Muse des lieux que j’aime, esprit sombre des bois,
Qui sonnas le Bardit sous le grand chef gaulois,
Qui fis trembler César dans nos vallons arvernes,
Sors, après deux mille ans, de tes vieilles cavernes !
Non pour dicter des vers qui vibrent un instant ;
Laisse là le chanteur et vole au combattant !
Laisse-moi seul ! sois toute à nos vaillants ! Qu’importe
Que languisse ma voix, tant que leur âme est forte ?
Donne aux yeux de tes fils tes regards acérés,
À leurs reins la vigueur de nos chênes sacrés.
Fais que du plomb rapide, ou de l’acier tenace,
Chacun d’eux frappe au cœur l’ennemi de sa race.

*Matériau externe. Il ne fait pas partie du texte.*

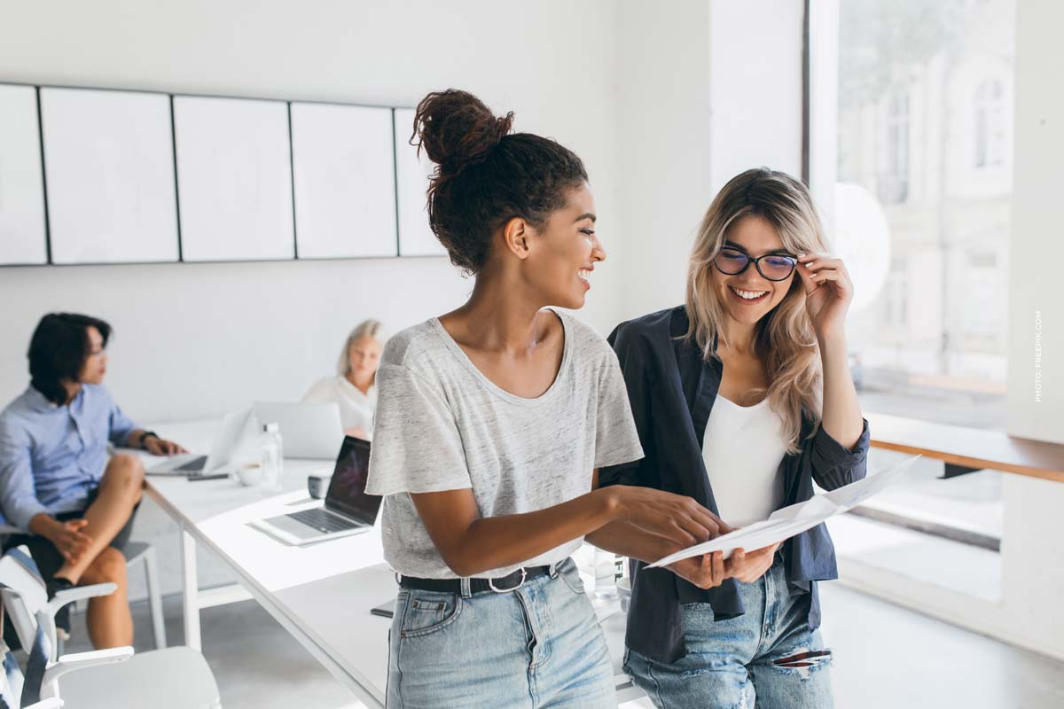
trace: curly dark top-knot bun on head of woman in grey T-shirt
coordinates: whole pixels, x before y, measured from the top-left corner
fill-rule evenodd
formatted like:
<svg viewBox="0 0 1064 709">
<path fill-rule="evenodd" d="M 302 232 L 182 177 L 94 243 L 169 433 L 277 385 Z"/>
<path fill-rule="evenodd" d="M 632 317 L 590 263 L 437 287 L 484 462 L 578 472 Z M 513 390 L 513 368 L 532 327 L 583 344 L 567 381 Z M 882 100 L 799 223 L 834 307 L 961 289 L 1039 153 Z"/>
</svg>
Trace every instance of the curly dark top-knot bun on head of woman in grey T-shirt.
<svg viewBox="0 0 1064 709">
<path fill-rule="evenodd" d="M 513 112 L 496 118 L 468 91 L 434 91 L 417 104 L 411 144 L 423 149 L 440 173 L 458 174 L 466 166 L 487 159 L 513 122 Z"/>
</svg>

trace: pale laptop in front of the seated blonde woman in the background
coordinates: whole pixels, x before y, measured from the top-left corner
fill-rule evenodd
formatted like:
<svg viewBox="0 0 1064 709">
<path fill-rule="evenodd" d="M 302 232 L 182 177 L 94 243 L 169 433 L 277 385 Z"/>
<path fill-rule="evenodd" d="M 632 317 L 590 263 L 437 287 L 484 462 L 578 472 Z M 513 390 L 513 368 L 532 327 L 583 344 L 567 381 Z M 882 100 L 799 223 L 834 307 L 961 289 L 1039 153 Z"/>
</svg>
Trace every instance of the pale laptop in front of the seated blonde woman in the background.
<svg viewBox="0 0 1064 709">
<path fill-rule="evenodd" d="M 285 458 L 332 460 L 344 442 L 336 402 L 255 402 L 254 409 L 260 423 L 280 426 Z"/>
</svg>

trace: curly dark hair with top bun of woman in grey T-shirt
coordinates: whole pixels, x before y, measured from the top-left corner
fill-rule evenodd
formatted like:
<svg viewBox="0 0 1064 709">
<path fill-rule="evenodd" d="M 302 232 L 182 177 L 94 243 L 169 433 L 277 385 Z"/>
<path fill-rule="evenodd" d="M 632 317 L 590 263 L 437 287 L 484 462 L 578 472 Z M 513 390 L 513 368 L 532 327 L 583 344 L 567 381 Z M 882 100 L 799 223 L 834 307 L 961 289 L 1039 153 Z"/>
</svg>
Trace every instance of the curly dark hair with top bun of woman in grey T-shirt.
<svg viewBox="0 0 1064 709">
<path fill-rule="evenodd" d="M 587 180 L 584 164 L 555 140 L 511 133 L 514 114 L 497 118 L 472 94 L 429 94 L 417 105 L 411 145 L 436 164 L 429 183 L 429 224 L 451 263 L 477 273 L 492 235 L 514 217 L 536 227 Z"/>
</svg>

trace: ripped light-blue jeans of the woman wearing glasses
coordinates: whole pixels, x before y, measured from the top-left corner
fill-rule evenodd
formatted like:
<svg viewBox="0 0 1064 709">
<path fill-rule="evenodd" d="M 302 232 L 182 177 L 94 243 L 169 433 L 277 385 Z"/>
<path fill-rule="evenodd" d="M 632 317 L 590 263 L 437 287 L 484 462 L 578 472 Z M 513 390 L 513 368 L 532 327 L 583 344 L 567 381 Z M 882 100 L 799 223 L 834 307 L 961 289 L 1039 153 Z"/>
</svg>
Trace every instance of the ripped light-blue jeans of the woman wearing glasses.
<svg viewBox="0 0 1064 709">
<path fill-rule="evenodd" d="M 687 604 L 687 654 L 666 664 L 629 649 L 625 672 L 660 709 L 829 709 L 831 652 L 809 629 L 809 593 L 787 584 L 779 555 L 738 586 L 744 614 L 714 621 L 709 604 Z"/>
</svg>

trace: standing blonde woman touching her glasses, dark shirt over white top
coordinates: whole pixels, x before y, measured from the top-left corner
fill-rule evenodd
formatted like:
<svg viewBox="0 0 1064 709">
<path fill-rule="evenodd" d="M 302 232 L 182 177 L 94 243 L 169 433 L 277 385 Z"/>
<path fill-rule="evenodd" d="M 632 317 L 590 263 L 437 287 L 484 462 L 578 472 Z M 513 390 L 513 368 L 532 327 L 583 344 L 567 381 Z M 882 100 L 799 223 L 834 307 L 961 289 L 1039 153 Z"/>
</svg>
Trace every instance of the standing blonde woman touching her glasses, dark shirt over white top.
<svg viewBox="0 0 1064 709">
<path fill-rule="evenodd" d="M 647 455 L 602 470 L 603 485 L 689 495 L 739 527 L 808 500 L 814 482 L 831 490 L 864 477 L 868 424 L 844 331 L 853 286 L 826 251 L 797 180 L 758 169 L 724 187 L 697 238 L 686 305 L 610 337 Z M 612 543 L 625 546 L 621 535 Z M 831 652 L 817 631 L 816 583 L 837 576 L 825 526 L 736 552 L 705 583 L 679 564 L 644 565 L 633 561 L 625 668 L 658 707 L 831 706 Z"/>
</svg>

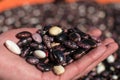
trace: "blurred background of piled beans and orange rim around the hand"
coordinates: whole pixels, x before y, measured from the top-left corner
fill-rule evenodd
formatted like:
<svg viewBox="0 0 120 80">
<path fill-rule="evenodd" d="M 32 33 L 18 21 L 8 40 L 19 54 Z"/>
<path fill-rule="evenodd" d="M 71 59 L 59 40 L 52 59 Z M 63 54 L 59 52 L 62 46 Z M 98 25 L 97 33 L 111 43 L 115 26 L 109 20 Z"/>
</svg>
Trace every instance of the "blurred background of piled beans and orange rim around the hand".
<svg viewBox="0 0 120 80">
<path fill-rule="evenodd" d="M 120 0 L 0 0 L 0 34 L 11 29 L 45 25 L 97 27 L 120 45 Z M 80 79 L 78 79 L 80 80 Z M 82 80 L 120 80 L 120 49 Z"/>
</svg>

L’étranger aux pas lourds s’étendait sans soupçons,
Devant nos chemins creux couverts par les buissons ;
Quand jaillit, à travers les ronces et les lierres,
Un sifflement aigu suivi de cent tonnerres…
L’écho crépite et gronde, et nos vaillants conscrits,
Dressés et triomphants, s’élancent à grands cris :
Pas un coup de fusil qui n’ait touché son homme,
Et la balle a choisi tous les chefs qu’on renomme !

Surpris et foudroyé, le bataillon trop lent
Hésita, froids soldats, braves, mais sans élan.
Tandis qu’ils frappaient l’air d’une vaine riposte
Et s’alignaient chacun incertain de son poste,
Nos conscrits, bondissant à travers les halliers,
Fiers louveteaux à qui ces bois sont familiers.
Avaient refait, dans l’ombre, une halte invisible
Et répété trois fois la décharge terrible.